A côté de ce cri de désespoir de Léo Ferré, « Saturne » de Brassens passe pour un simple constat un peu amer… Retour sur une œuvre majeure de la chanson française créée par une de ses plus grandes figures.
« Brassens, Brel, Ferré : trois hommes sur la photo », photo de Jean-Pierre Leloir, 1969
Dans la fourmilière des auteurs, compositeurs et interprètes de la chanson française des années 1960-1970, Léo Ferré est resté, avec Georges Brassens et Jacques Brel, une des personnalités les plus mémorables. Né en 1916 à Monaco, ce fils d’un directeur de casino et d’une couturière d’origine italienne se frotte à la vie avant de s’essayer sérieusement à la musique pendant la Seconde Guerre mondiale. Il sera repéré par Edith Piaf et Charles Trenet. Au fil des années 1950, Ferré impose sa griffe. En 1969, la sortie de « C’est extra » atteint un nouveau public beaucoup plus large et tout spécialement les jeunes. Ferré connaîtra l’apogée de sa carrière quand paraît « Avec le temps », chanson d’une immense mélancolie, qui d’emblée fait patrimoine. Excellent compositeur et chef d’orchestre, poète d’envergure, Léo Ferré est resté comme une forte conscience de la chanson française : se réclamant de l’anarchie, rebelle à toute autorité, il avait un point de vue aiguisé sur les choses et le monde. Son influence est immense et durable.

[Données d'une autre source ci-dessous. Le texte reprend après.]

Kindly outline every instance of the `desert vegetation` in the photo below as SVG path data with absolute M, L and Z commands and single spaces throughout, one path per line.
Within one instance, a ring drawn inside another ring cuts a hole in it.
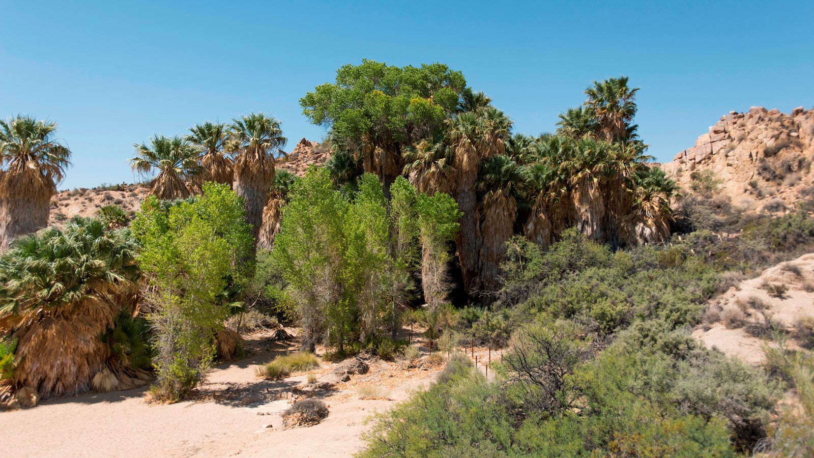
M 95 216 L 50 227 L 71 152 L 54 123 L 2 121 L 0 402 L 148 383 L 152 401 L 194 399 L 260 332 L 296 346 L 258 356 L 252 383 L 309 386 L 287 393 L 286 429 L 328 417 L 323 364 L 337 384 L 445 365 L 376 416 L 361 456 L 810 455 L 814 326 L 765 302 L 810 291 L 810 272 L 711 301 L 811 252 L 814 205 L 733 205 L 708 170 L 680 190 L 650 164 L 629 82 L 593 82 L 532 136 L 462 72 L 365 59 L 300 100 L 327 130 L 323 165 L 278 171 L 274 117 L 206 121 L 134 145 L 139 211 L 106 185 Z M 765 362 L 693 337 L 713 325 L 764 339 Z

Le 6 janvier 1969 : Jean-Pierre Leloir en pleine action !
« Trois hommes dans un salon », c’est l’histoire d’un super coup de journaliste qui s’est transformé en une image célèbre de l’histoire culturelle populaire. Nous sommes en janvier 1969. Un jeune journaliste de 24 ans du magazine Rock et Folk, François-René Cristiani, veut impressionner son rédacteur en chef en proposant la rencontre du siècle : réunir dans une interview Brel, Brassens et Ferré, véritables monstres de la chanson française. Du jamais vu ! Son boss le prend au mot et voilà Cristiani qui arrange un rendez-vous entre les trois poètes qui n’avaient jamais eu l’occasion de se rencontrer. Ce moment unique sera immortalisé par le photographe Jean-Pierre Leloir et la discussion fera la Une de Rock & Folk. Cette réunion au sommet deviendra histoire et le cliché de Jean-Pierre Leloir en est l’incroyable témoignage.
52:08
4:25
A l’inverse des chansons de Brassens, l’accompagnement musical est dense. La voix déchirée évolue sur une gamme arpentée au piano et richement orchestrée de cordes et de cuivres.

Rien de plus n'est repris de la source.